With new energy and sport drinks hitting the market at a sprinting pace, it can be challenging to determine the best way to refuel after a workout without undoing all your hard work.

If you’ve exercised for under an hour, water is a perfect no-calorie thirst quencher to replace any fluid you may have lost. For longer or more challenging workouts (think high intensity training sessions — an hour or more of cycling or a particularly long run), you’ll want to refuel with a blend of carbohydrates and protein. This will help your muscles recover and give your body back the important nutrients — like sodium and potassium — it excretes during intense, prolonged activity.

Next time you’re looking to refuel from a serious sweat session, try one of these recovery drinks:

Chocolate Milk

This childhood favorite has an excellent carbohydrate-to-protein ratio to replenish fluids and help tired muscles recover. Perfect for cyclists, swimmers or runners, chocolate milk also packs a nutritional bonus with calcium, sugar in the form of lactose and vitamin D (found in fortified milk). (For the record, researchers admit that they don’t yet understand what it is exactly about chocolate milk that gives it the advantage over carbohydrate beverages, but we’ll take it!)

Iced Green Tea

An excellent source of catechins, a plant-based antioxidant, green tea can help battle cancer, heart disease and even fight fat. A study done by the American Journal of Clinical Nutrition found that daily consumption of tea containing catechins might help prevent obesity and reduce belly fat, making a cold glass of green tea the perfect way to rehydrate after working out.

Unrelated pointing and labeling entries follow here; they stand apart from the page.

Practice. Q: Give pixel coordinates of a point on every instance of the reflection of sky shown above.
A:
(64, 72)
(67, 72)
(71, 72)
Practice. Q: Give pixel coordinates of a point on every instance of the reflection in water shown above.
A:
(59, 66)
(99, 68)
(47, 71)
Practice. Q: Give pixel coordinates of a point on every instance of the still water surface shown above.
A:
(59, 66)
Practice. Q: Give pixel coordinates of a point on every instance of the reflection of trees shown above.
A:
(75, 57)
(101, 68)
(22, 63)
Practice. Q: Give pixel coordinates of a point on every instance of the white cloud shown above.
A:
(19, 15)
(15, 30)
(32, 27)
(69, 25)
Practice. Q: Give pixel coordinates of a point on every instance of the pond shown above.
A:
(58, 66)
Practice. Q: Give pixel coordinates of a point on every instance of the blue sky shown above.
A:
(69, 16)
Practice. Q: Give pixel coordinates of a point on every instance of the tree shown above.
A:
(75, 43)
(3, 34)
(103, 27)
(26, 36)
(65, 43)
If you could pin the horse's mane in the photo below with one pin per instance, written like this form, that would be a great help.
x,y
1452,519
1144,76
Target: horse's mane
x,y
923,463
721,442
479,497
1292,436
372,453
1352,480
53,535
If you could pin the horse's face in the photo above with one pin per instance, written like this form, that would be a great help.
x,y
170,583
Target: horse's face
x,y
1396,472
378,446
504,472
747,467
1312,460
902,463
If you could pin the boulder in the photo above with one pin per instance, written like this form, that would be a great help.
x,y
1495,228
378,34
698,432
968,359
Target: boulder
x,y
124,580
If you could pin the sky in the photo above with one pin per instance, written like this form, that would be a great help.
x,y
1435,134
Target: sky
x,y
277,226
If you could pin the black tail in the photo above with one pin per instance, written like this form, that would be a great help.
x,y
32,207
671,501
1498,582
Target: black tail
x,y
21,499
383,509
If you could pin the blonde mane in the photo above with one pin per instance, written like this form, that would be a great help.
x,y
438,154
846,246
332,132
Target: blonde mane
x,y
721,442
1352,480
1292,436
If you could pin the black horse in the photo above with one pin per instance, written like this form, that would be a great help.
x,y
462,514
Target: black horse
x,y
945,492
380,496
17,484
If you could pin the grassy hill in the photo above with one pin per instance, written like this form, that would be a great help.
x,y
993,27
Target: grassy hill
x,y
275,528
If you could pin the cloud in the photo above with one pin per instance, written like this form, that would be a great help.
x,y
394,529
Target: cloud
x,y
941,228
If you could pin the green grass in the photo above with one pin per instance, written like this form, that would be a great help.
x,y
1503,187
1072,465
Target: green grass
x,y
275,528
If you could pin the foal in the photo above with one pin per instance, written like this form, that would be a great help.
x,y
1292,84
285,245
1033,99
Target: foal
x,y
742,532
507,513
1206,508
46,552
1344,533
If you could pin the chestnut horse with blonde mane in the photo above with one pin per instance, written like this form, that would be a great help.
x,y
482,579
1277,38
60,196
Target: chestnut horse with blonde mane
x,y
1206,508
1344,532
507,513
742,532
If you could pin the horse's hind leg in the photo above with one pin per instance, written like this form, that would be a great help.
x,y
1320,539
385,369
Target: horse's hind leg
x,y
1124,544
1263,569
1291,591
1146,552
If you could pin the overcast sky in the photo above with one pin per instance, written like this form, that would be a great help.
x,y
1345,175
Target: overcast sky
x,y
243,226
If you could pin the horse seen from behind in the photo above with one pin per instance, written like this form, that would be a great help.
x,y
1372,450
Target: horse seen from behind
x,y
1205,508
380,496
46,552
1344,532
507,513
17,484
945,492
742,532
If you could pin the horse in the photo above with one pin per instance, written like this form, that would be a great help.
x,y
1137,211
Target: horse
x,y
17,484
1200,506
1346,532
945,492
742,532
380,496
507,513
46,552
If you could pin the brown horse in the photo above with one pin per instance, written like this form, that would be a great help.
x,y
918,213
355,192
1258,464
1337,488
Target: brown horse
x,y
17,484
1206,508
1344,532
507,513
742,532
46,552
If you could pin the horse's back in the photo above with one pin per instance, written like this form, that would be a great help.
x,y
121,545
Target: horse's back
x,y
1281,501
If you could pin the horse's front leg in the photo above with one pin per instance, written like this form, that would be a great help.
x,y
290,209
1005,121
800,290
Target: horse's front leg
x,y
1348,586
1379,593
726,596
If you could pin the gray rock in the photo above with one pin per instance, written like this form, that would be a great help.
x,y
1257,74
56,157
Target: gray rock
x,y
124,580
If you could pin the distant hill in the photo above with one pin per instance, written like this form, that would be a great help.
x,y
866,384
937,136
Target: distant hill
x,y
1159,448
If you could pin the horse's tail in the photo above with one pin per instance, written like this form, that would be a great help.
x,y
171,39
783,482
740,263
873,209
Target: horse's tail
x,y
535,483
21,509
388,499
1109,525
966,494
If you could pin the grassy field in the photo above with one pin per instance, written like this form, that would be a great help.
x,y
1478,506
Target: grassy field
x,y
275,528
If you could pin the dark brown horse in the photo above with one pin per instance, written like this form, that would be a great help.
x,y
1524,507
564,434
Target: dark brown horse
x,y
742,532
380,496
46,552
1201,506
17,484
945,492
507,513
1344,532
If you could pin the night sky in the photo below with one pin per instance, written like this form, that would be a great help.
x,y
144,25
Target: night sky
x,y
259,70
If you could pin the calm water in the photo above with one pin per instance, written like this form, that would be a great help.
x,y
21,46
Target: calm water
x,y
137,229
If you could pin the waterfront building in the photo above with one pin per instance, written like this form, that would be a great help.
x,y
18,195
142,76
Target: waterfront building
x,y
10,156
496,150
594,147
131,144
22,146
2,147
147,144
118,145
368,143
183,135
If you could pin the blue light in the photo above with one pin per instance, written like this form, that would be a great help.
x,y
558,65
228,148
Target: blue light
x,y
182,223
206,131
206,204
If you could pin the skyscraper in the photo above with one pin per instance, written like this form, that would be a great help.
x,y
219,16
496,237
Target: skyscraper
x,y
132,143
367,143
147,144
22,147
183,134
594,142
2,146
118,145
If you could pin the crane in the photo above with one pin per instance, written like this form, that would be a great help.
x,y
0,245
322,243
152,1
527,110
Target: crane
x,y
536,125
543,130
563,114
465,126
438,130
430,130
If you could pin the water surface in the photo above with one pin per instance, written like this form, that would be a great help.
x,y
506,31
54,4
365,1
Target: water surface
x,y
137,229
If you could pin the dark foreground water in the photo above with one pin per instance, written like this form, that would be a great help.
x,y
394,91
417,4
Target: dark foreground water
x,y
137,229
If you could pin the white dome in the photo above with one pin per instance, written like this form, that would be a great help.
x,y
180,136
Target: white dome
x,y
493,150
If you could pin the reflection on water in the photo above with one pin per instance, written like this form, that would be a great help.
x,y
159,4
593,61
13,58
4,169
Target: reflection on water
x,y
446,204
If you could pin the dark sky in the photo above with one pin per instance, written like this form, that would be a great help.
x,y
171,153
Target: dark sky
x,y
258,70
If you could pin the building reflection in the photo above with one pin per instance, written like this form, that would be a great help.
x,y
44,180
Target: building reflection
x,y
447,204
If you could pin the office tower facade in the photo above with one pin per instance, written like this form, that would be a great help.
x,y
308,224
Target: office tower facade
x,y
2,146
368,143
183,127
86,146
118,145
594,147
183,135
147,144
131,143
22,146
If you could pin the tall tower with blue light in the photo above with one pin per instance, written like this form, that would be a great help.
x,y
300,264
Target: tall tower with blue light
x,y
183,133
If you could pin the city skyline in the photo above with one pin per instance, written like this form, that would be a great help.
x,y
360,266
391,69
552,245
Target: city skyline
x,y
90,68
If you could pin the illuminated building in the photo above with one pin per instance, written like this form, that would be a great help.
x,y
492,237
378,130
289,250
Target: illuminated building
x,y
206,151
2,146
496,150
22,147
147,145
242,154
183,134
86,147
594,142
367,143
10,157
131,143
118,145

Just be sure to brew your own at home, or pick up a bottle of unsweetened tea, to avoid added sugars and unwanted extra calories.

Coconut Water

With a light, fruity flavor and less sugar than most sports drinks, coconut water is a great, fat- and cholesterol-free way to rehydrate. It also provides your body with potassium, which helps regulate fluids in the body as well as helping your muscles contract and relax properly.

Vegetable Juice

One-hundred percent vegetable juice is a perfect way to get in a few servings of veggies post-workout while replacing the sodium and potassium your body loses when you sweat. Vegetable juice also contains the right protein-to-carbohydrate ratio that’s optimal for recovery. Plus, it’s a great option for those of us who crave salt after a long workout.

Sports Drinks

If you’ve exercised for well over an hour, a sports drink that is formulated with the nutrients your muscles need to recover can be a great option. Look for drinks with sodium, potassium and electrolytes to help replace fluids lost during exercise, but be on the lookout for high calories and unnecessary sugars. Consider cutting your drink with water to temper the sugary taste and keep calories consumed under control.